Other random thought. Someone that has charging at work, does not need to charge their car at home. Which emphasizes the idea that an electric car owner just needs charging to somewhat ubiquitous. Charger at work, charger at the store, charger at a parking lot, coffee shop, etc.

>Random thought of mine is charging becomes less of an issue when the cars range is several multiples of daily use. If say your electric car has 200 miles of range and you drive it 40 miles a day, then it needs to be charged once every 5 days. Which is in line with the US average of 12,000 miles a year. Or 230 miles a week which is about the range of a Bolt or Tesla.

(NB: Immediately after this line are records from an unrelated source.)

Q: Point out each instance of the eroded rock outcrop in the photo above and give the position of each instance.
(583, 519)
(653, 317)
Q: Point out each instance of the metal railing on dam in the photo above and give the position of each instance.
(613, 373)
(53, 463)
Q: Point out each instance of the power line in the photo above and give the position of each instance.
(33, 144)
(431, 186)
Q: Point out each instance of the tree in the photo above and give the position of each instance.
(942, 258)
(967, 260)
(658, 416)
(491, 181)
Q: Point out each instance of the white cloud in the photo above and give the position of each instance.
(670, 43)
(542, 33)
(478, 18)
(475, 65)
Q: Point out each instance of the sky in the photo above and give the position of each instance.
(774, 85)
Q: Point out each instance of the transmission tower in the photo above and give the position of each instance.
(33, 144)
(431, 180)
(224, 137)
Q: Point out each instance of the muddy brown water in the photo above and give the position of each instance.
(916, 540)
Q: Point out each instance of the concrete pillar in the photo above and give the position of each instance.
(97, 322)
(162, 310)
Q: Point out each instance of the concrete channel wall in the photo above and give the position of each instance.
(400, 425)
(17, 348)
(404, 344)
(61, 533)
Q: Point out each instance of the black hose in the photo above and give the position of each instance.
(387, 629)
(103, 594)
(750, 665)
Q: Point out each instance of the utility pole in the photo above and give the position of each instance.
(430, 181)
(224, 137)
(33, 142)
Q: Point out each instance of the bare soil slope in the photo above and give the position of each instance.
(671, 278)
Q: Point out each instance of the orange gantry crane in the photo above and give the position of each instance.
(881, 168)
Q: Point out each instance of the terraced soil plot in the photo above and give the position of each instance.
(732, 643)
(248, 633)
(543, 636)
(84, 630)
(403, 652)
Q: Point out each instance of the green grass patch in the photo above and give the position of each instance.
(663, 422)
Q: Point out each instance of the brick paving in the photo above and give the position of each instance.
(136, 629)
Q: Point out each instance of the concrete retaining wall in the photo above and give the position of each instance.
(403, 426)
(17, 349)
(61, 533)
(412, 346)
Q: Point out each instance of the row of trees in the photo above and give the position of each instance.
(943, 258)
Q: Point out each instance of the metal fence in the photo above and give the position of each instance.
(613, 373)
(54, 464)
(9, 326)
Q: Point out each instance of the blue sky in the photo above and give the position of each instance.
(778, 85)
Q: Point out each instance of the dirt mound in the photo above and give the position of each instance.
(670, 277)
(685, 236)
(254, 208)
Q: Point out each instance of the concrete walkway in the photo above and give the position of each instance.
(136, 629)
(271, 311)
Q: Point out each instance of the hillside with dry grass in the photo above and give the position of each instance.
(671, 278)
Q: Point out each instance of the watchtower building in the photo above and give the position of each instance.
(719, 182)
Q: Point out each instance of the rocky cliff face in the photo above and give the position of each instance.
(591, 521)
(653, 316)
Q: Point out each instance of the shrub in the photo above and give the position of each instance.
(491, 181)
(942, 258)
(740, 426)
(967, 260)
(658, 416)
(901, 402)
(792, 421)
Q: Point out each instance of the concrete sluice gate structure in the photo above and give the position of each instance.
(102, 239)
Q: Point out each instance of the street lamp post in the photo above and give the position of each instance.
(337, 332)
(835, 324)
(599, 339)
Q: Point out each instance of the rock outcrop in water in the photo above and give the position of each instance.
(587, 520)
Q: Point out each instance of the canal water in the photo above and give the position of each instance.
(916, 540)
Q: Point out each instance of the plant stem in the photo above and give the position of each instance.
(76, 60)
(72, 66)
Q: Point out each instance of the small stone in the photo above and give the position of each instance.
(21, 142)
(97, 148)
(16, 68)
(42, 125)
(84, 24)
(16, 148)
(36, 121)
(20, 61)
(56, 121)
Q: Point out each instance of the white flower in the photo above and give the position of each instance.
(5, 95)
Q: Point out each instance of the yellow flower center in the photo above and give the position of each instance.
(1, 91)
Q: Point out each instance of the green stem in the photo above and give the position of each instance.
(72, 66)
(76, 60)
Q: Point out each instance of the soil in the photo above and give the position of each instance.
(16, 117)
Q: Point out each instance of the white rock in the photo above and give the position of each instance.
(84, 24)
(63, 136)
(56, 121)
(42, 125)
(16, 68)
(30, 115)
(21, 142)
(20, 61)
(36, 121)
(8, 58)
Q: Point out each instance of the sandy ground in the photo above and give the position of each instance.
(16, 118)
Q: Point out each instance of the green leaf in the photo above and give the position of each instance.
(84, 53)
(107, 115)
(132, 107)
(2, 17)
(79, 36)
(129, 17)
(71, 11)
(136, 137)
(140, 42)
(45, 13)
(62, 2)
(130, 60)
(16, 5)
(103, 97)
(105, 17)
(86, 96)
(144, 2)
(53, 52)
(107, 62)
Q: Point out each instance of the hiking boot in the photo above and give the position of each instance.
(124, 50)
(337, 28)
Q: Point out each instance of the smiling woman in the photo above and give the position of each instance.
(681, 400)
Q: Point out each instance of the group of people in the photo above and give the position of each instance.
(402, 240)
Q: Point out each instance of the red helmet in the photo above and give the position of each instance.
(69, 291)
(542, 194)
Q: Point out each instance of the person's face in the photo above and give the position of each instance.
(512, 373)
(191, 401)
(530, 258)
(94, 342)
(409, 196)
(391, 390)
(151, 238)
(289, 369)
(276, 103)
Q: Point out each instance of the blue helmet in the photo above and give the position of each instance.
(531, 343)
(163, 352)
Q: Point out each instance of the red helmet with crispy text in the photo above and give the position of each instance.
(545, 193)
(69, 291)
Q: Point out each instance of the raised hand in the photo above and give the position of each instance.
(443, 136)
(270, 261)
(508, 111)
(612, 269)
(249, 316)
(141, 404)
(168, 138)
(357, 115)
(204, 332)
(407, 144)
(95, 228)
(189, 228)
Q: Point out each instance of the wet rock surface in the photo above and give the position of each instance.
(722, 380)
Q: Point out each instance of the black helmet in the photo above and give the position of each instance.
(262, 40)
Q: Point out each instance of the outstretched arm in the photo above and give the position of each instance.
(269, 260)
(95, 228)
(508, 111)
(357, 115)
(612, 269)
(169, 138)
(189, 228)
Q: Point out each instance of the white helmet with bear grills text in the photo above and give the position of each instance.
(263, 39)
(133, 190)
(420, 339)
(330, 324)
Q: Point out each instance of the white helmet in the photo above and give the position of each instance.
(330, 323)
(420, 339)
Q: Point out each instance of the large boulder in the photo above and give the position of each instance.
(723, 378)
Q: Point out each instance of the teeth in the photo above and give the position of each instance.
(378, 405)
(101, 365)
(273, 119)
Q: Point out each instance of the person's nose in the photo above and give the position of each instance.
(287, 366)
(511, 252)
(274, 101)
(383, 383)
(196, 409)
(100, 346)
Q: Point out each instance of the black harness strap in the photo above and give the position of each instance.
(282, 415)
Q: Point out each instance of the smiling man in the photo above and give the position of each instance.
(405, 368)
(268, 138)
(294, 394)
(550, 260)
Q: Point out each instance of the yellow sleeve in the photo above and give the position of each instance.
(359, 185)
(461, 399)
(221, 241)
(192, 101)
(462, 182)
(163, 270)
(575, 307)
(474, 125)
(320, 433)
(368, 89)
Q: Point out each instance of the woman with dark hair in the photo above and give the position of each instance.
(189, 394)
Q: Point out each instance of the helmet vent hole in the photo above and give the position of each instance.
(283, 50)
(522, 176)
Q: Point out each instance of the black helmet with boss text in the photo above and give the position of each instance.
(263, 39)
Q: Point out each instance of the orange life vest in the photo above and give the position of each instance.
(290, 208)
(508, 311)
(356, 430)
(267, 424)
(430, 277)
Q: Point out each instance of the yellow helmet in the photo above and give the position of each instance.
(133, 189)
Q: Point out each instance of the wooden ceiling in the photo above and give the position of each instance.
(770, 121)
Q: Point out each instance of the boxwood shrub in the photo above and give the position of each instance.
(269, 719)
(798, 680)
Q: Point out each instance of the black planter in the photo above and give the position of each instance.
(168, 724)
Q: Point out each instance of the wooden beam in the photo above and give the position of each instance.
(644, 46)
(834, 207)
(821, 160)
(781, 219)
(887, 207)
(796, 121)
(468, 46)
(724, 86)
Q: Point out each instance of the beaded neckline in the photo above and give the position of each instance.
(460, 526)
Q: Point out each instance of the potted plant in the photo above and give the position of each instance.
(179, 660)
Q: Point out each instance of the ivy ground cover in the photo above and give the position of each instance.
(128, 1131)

The reason this line of thinking doesn't line up with reality is because of how lithium ion batteries work. Storing your car at a full charge will increase the rate of battery degradation as much as 5x. Similarly, discharging to (or near to) 0% State of Charge is stressful to the battery because you are causing voltage imbalances among the individual cells within each pack. The reality is that most EV drivers keep their cars between 20-80% at all times. This is optimal for battery health and it ends up being the most practical charging pattern for daily use as well.

With gas cars, you are forced to think in terms of "time between fill ups", but with an EV you are constantly "filling up" anywhere you go because it's so seamless to park and charge.